Прежде всего, какъ на отличнѣйшую особенность Монрепо, я могу указать на полнѣйшее отсутствіе утѣшеній медицины. Я не отрицаю заслугъ врачебной науки и ея служителей, но мнѣ кажется, что ежели разъ человѣкъ рѣшилъ, что жить довольно, то, при извѣстной дозѣ порядочности, даже не совсѣмъ прилично обороняться отъ смерти. Пускай люди, исполненные цвѣтенія и силъ, мечтаютъ о жизни — это ихъ право; человѣкъ умирающій, въ видахъ собственнаго огражденія, долженъ забыть и о цвѣтеніи, и о силѣ, и вообще о какихъ бы то ни было правахъ на жизнь. Единственное баловство, которое ему разрѣшается — это, по возможности, устроить удобную обстановку для предстоящаго умиранія. А въ этомъ смыслѣ, опять-таки повторяю, Монрепо неоцѣненно. Въ городѣ никакъ не выдержишь, непремѣнно начнешь обороняться. Обратишься къ человѣку науки, который затормозить естественный процессъ умиранія, подольетъ въ лампаду чего-то не настоящаго, а «замѣняющаго», и заставить ее лишній срокъ чадить. Въ Монрепо, подобное малодушіе уже потому одному немыслимо, что тамъ нѣтъ ни мужей науки, ни «замѣняющихъ» снадобьевъ. Обитатель Монрепо потухаетъ самъ собой, естественно, неизбѣжно. Потухаетъ съ отраднымъ убѣжденіемъ, что послѣднія его мерцанія не отравили окрестности запахомъ злоуханной гари, которая, при другихъ, менѣе благопріятныхъ условіяхъ, непремѣнно въ конецъ измучила бы человѣка, замѣнивъ подлинную жизнедѣятельность искуственнымъ калѣчествомъ.

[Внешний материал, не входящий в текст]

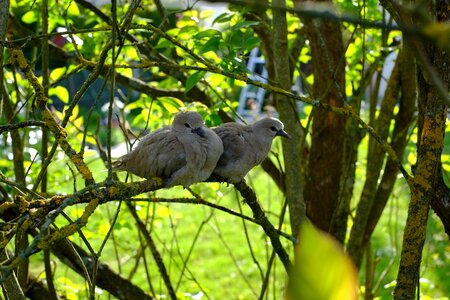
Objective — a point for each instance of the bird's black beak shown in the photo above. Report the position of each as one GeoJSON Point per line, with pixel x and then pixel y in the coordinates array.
{"type": "Point", "coordinates": [199, 131]}
{"type": "Point", "coordinates": [283, 133]}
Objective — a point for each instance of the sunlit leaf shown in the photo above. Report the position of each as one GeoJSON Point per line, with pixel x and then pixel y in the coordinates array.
{"type": "Point", "coordinates": [172, 105]}
{"type": "Point", "coordinates": [73, 9]}
{"type": "Point", "coordinates": [60, 92]}
{"type": "Point", "coordinates": [207, 33]}
{"type": "Point", "coordinates": [56, 73]}
{"type": "Point", "coordinates": [322, 270]}
{"type": "Point", "coordinates": [30, 16]}
{"type": "Point", "coordinates": [222, 18]}
{"type": "Point", "coordinates": [211, 45]}
{"type": "Point", "coordinates": [243, 24]}
{"type": "Point", "coordinates": [193, 79]}
{"type": "Point", "coordinates": [162, 211]}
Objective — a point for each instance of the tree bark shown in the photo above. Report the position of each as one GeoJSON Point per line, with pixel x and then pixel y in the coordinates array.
{"type": "Point", "coordinates": [426, 182]}
{"type": "Point", "coordinates": [322, 187]}
{"type": "Point", "coordinates": [287, 110]}
{"type": "Point", "coordinates": [375, 159]}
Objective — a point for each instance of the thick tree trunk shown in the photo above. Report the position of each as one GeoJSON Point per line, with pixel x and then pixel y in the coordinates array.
{"type": "Point", "coordinates": [426, 182]}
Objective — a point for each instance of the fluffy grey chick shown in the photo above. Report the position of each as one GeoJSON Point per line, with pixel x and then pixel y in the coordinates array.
{"type": "Point", "coordinates": [245, 146]}
{"type": "Point", "coordinates": [185, 153]}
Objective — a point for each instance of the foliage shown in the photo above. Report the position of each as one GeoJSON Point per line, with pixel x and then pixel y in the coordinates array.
{"type": "Point", "coordinates": [81, 84]}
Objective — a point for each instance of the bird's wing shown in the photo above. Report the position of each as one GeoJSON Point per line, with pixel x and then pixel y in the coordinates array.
{"type": "Point", "coordinates": [234, 144]}
{"type": "Point", "coordinates": [159, 154]}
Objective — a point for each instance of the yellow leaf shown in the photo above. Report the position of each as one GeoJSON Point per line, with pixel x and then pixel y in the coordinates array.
{"type": "Point", "coordinates": [322, 270]}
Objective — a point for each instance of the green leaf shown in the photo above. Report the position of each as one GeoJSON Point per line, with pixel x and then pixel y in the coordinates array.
{"type": "Point", "coordinates": [222, 18]}
{"type": "Point", "coordinates": [251, 43]}
{"type": "Point", "coordinates": [207, 33]}
{"type": "Point", "coordinates": [193, 79]}
{"type": "Point", "coordinates": [243, 24]}
{"type": "Point", "coordinates": [211, 45]}
{"type": "Point", "coordinates": [57, 73]}
{"type": "Point", "coordinates": [322, 270]}
{"type": "Point", "coordinates": [73, 9]}
{"type": "Point", "coordinates": [60, 92]}
{"type": "Point", "coordinates": [30, 16]}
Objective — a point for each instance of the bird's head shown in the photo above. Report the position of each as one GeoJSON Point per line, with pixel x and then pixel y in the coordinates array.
{"type": "Point", "coordinates": [189, 122]}
{"type": "Point", "coordinates": [270, 128]}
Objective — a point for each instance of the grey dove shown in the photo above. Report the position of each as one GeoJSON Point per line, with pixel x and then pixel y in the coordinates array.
{"type": "Point", "coordinates": [245, 146]}
{"type": "Point", "coordinates": [185, 153]}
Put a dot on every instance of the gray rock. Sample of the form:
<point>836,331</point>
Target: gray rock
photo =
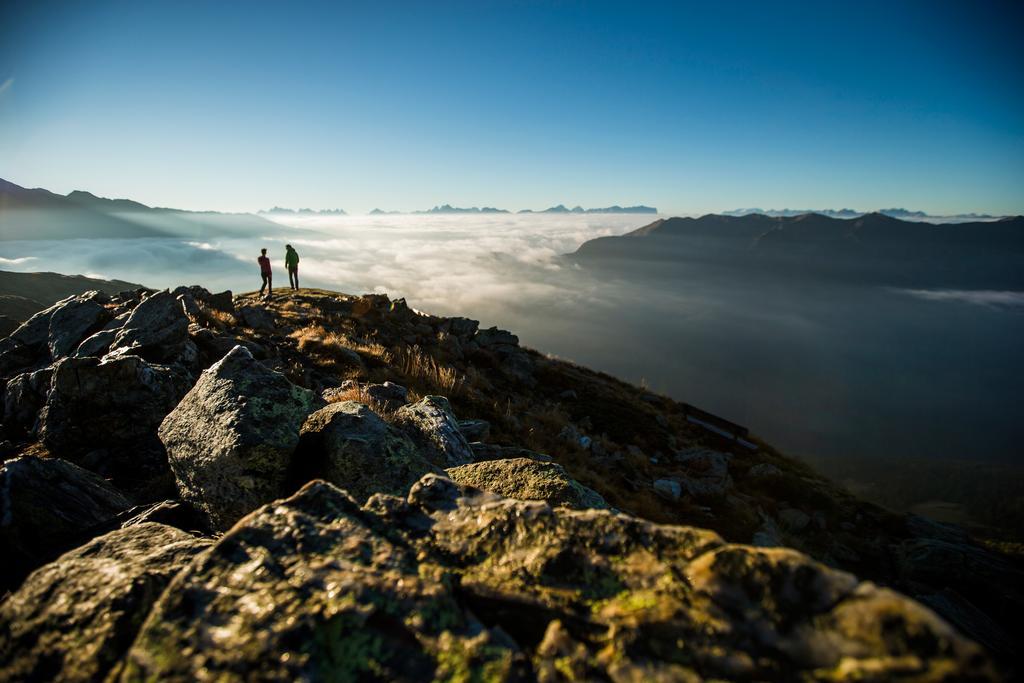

Но, сверхъ того, истинно «сладкое» умираніе возможно только подъ условіемъ полной и невозмутимой тишины. И этого условія ни въ городѣ, ни даже въ деревнѣ не добудешь, а найдешь въ одномъ Монрепо. Вездѣ царитъ либо рабочая суета, либо разгулъ; наконецъ, вездѣ отыщутся друзья, люди, принимающіе участіе, любопытные. Только въ Монрепо нѣтъ ни работы, ни разгула, ни друзей, ни любопытныхъ — развѣ это не блаженство? Ни что не шелохнется кругомъ, ни одинъ звукъ не помѣшаетъ естественному потуханію. Особливо, зимой. Монрепо, потонувшее въ сугробахъ снѣга — да это земной рай!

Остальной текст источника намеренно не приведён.